If executions set for Alabama, Texas and Florida were carried out Thursday as scheduled, it would have marked the first time in more than eight years that three convicted killers were put to death in the U.S. on the same day.
But Texas Gov. Greg Abbott on Thursday accepted the recommendation of the state's parole board and granted clemency for Thomas "Bart" Whitaker.
Whitaker, 38, faced lethal injection for masterminding the fatal shootings of his mother and brother at their suburban Houston home in 2003. His father, Kent, also was shot at the home but survived and led the effort to spare his son from execution.
According to statistics kept by the Washington, D.C.-based Death Penalty Information Center, it is not uncommon for multiple executions to be scheduled in one day, but it is unusual for them all to be carried out.
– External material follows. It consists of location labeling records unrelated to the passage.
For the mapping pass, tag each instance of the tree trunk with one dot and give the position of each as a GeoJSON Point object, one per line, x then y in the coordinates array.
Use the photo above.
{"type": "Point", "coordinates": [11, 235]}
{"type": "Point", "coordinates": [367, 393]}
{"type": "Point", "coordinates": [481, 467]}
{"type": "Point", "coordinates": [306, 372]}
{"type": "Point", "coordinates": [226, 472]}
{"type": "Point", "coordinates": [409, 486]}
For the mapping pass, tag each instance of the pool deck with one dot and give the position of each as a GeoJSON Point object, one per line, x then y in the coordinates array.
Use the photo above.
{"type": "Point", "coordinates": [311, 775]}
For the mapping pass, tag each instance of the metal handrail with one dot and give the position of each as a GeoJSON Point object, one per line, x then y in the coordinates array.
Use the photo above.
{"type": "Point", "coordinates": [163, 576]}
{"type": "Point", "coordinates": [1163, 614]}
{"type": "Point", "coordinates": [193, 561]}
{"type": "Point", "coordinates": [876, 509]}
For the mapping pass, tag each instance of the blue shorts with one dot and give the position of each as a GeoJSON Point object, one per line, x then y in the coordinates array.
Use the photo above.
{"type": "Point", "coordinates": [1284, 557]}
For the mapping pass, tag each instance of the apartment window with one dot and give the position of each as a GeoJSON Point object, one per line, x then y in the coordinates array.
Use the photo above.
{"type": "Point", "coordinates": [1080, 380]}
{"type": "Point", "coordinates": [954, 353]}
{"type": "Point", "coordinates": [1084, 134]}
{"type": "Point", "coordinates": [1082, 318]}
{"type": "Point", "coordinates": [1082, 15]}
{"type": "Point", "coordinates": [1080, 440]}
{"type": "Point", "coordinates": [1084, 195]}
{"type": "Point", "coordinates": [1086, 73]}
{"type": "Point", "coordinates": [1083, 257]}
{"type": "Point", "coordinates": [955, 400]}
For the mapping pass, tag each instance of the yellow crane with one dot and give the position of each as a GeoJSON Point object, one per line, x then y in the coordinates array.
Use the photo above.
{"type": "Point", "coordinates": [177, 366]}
That's because punishments often are halted by courts and execution dates often are withdrawn or rescheduled.
States have carried out three or more executions 13 times since capital punishment was reinstated in the U.S. in 1977. The most recent time was on Jan. 7, 2010, when executions took place in Louisiana, Ohio and Texas.
Four prisoners were put to death Dec. 9, 1999, in Oklahoma, Indiana, Texas and Virginia.
The prisoners still scheduled for execution Thursday are Doyle Lee Hamm in Alabama and Eric Scott Branch in Florida.
Hamm, 61, is set to die for the 1987 shooting death of an Alabama motel clerk during a robbery. Branch, 47, is set to die for the 1993 rape and fatal beating of a college student.
The number of executions in the U.S. peaked at 98 in 1999 and has trended downward since. So far in 2018, three prisoners have been executed in the U.S, all in Texas. Last year, 23 prisoners were executed in the nation, three more than the previous year.